Cited below are the 2006 IRC code sections that deal with deck and guard rail connections:

Section R501.2 Requirements
“Floor construction shall be capable of accommodating all loads according to R301 and of transmitting the resulting loads to the supporting structural elements.”

DeckLok transfers the load from the joist of the deck (a structural element) to the joist of the house (also a structural element) by connecting the deck to the floor joist system to form one unit.

Section R502.2.2 (Decks)
“Where supported by attachment to an exterior wall, decks shall be positively anchored to the primary structure and designed for both vertical and lateral loads as applicable.
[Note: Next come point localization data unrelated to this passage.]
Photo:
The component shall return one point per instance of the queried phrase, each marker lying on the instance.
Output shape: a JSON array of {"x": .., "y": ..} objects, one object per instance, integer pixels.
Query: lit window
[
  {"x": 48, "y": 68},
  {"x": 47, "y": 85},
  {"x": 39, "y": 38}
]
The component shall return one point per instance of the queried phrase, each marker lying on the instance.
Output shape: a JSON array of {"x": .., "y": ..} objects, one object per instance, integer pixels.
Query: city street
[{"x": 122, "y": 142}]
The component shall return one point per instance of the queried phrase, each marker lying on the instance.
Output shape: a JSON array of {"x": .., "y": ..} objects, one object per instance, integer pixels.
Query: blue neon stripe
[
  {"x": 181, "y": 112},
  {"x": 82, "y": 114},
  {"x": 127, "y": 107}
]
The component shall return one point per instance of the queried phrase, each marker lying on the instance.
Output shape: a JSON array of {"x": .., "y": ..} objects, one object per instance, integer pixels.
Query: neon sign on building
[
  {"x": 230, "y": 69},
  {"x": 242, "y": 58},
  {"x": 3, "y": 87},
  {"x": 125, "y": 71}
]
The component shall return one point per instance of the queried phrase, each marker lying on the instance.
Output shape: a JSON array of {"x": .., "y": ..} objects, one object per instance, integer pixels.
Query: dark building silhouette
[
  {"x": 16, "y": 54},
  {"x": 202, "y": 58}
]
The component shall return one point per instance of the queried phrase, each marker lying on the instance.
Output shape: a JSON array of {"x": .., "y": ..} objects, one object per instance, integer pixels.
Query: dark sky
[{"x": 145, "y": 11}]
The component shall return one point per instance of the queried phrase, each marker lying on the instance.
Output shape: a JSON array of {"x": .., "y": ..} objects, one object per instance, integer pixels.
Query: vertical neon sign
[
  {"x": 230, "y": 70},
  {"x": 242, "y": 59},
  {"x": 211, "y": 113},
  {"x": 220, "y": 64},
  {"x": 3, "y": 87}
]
Such attachment shall not be accomplished by the use of toenails or nails subject to withdrawal.”

DeckLok adds 4,000lbs of lateral resistance per set of DeckLok Brackets along the ledger board.

R502.2.2.2 Deck Lateral Load Connection
The lateral load connection required by section R502.2.2 shall be permitted to be in accordance with figure R502.2.2. Hold-down tension devices shall be provided in not less than two locations per deck, and each device shall have an allowable stress design capacity of not less than 1500 lbs.


"Commenter’s Reason: This comment responds to the issue of band joist anchorage raised in the code development committee comments. Deck failures do occur were the deck is attached to the rim joist for lateral loads, but the rim joist is not adequately anchored into the floor system. Positive anchorage of the deck joists to the floor framing addresses this potential failure. The figure is based on a similar figure from FEMA 232."

SECTION R301 DESIGN CRITERIA R301.1 Application.
“Buildings and structures, and all parts thereof, shall be constructed to safely support all loads, including dead loads, live loads, roof loads, flood loads, snow loads, wind loads and seismic loads as prescribed by this code. The construction of buildings and structures in accordance with the provisions of this code shall result in a system that provides a complete load path that meets all requirements for the transfer of all loads from their point of origin through the load-resisting elements to the foundation. Buildings and structures constructed as prescribed by this code are deemed to comply with the requirements of this section.”

DeckLok Brackets placed three feet from each end of the deck, then every 6-8 feet along the rest of the ledger will easily and effectively transfer loads to the foundation of the home.

IRC and International Building Codes
IRC Tables R301.4 and R301.5 state “…define the minimum concentrated live load for guardrails and handrail as 200 pounds of force (lbf)”. International Building Code (IBC) Section 1714 per IBC Section 1712.1, the “structural unit and connections” shall be tested as indicated in section 1714. Section 1714 utilizes a safety factor of 2.5, a number that has been in the model codes for decades for testing structural assemblies.

Therefore each guardrail design must successfully withstand a load of 500 lbf (200lbf x 2.5 = 500lbf), applied at the top in any direction, to be considered as a code compliant assembly. DeckLok easily meets and/or exceeds this requirement since DeckLok has been tested to withstand up to 1,100 pounds of force with treated hem-fir and 2,000 pounds of force with southern yellow pine.